From a “net result” standpoint, there has to be no bigger waste of time in all of human existence than photography shoots.
Let’s say I need a picture of a group of 42 people together. I have to schedule a time (bouncing back and forth between two parties and two middle men), scout the shot, plan for a location, set up the location, discuss what everyone is wearing, get everyone to show up and show up wearing the same thing, make sure the location/arrangement meets lighting needs of the photographer, help the photographer carry stuff from the car, sort people by height, get everyone arranged, make sure everyone’s got sunglasses off, make sure the spacing is even, watch as a photographer counts to three about 14 times, make sure one of the shots work, restore the location to its original condition, help the photographer carry his stuff back out to the car, get the images from the photographer, sort through them for the best shot. Combine multiple images into one shot to create an ideal mosaic (since someone blinked in each one). Take the blank shot of the empty location and apply that as the background (different lighting, sky looks bland when the shot is lit for people), slide the background over since someone obstructed my ideal background.

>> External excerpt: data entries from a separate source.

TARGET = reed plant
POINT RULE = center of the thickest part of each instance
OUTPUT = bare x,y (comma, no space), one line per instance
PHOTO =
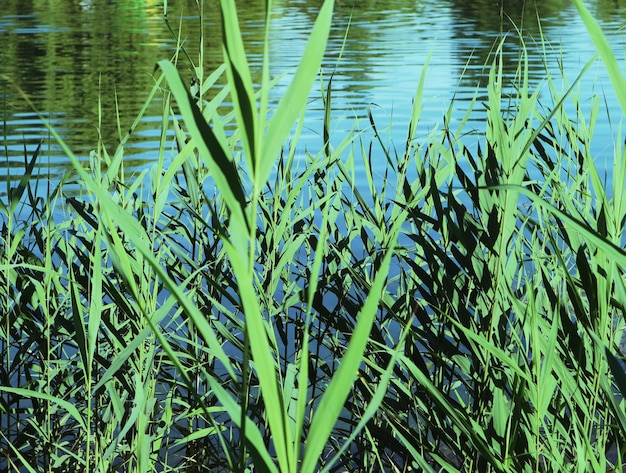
246,306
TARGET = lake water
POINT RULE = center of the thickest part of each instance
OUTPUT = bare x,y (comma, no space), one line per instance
68,55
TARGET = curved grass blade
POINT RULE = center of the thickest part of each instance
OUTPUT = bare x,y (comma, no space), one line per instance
340,385
219,161
296,96
605,52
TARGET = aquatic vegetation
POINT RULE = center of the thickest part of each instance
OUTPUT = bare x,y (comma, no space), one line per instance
244,306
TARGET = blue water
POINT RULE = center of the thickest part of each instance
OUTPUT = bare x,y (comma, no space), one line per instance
84,65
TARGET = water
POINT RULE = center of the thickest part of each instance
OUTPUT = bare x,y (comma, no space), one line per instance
83,63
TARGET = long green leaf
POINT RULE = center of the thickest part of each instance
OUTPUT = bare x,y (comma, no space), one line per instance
605,52
296,96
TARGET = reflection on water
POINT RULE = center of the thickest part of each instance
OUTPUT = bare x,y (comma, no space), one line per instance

All told, that was about four hours worth of work. So I could capture one-thirtieth of a second.
I put 432,000 times that into getting the picture. To put that in perspective, if you were trying to seduce a woman into a one-hour interlude of intimacy, and it took the same ratio of effort to outcome, it would take you 144,000 three-hour dates (one per day for 395 years).
Then again, it’s still better than “running the 100-meter dash in the Olympics.” They probably train more than two hours a day for 600 days for that.